Fair and Fairly Unbalanced

So then there's this feature which explores political bias at The Times. The conclusion they come to: it's debatable, apparently. While I may often agree with the Times' position on political issues, I do not agree with the Times' position on its position on political issues. The contributor they have arguing for the "The Times does not have a liberal bias" side spends the entire article detailing all of the ways in which the paper could, but doesn't, scewer the Bush administration and its members, as an apparent implication that The Times is not nearly as liberally biased as it could be.

The way I see it, the question of does political bias exist has a few possible readings. One is asking, is there a political agenda? In the case of an operation like The Times, that's a very hard thing to specify. How do you measure it, by whether a political agenda is evidenced in the mission statement? Do you add up the political agendas of its workers, and take the corporate agenda to be the aggregate? Do you measure the political activity of its owners and its biggest funders? You clearly can't measure people's internal motivations.

The second interpretation is asking if something resides on one side of a posited political center point. The problem with this question is, say you could determine a political center empirically (I assume that the notion of an a priori political center point is meaningless). What use does that have? Sure, it will tell you, statistically, where one member of a population falls in relation to the entire population in respect to political affiliation. But in order for it to follow that the reltionship is meaningul, it must be assumed that there is some inherent wisdom in the political choices of the masses.
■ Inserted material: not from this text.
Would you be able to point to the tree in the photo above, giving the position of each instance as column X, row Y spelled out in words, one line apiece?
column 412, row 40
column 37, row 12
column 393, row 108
What makes that true? What makes the average view intrinsically correct or significant. So in this sense, asking if something is biased is statistically, and perhaps socially, meaningful, but politically not meaningful.

A third reading of biased is, does the paper give fair coverage to both sides? This is a little harder to define. Fair coverage doesn't neccessarily mean equal coverage. If there is more evidence for Kerry's assertion A than Bush's assertion B, then a fair treatment of the matter would give more evidence for A than for B. Likewise, if X has more evidence than Y of being true, it's fairer to make a bigger deal out of X than of Y; that's simply a reflection of the party's confidence in its truth. Therefore, if Bush has much more credible damning evidence against him, then it is not biased for a paper to come down much harder on him.

So I don't know if I have a point in all this rambling. Is The Times biased or not? Well I do think it's curious that this article was printed on the same day as the editorial titled "John Kerry for President."In my mind that's a pretty clear answer. The Times is saying it's biased, there couldn't be any clearer answer than that.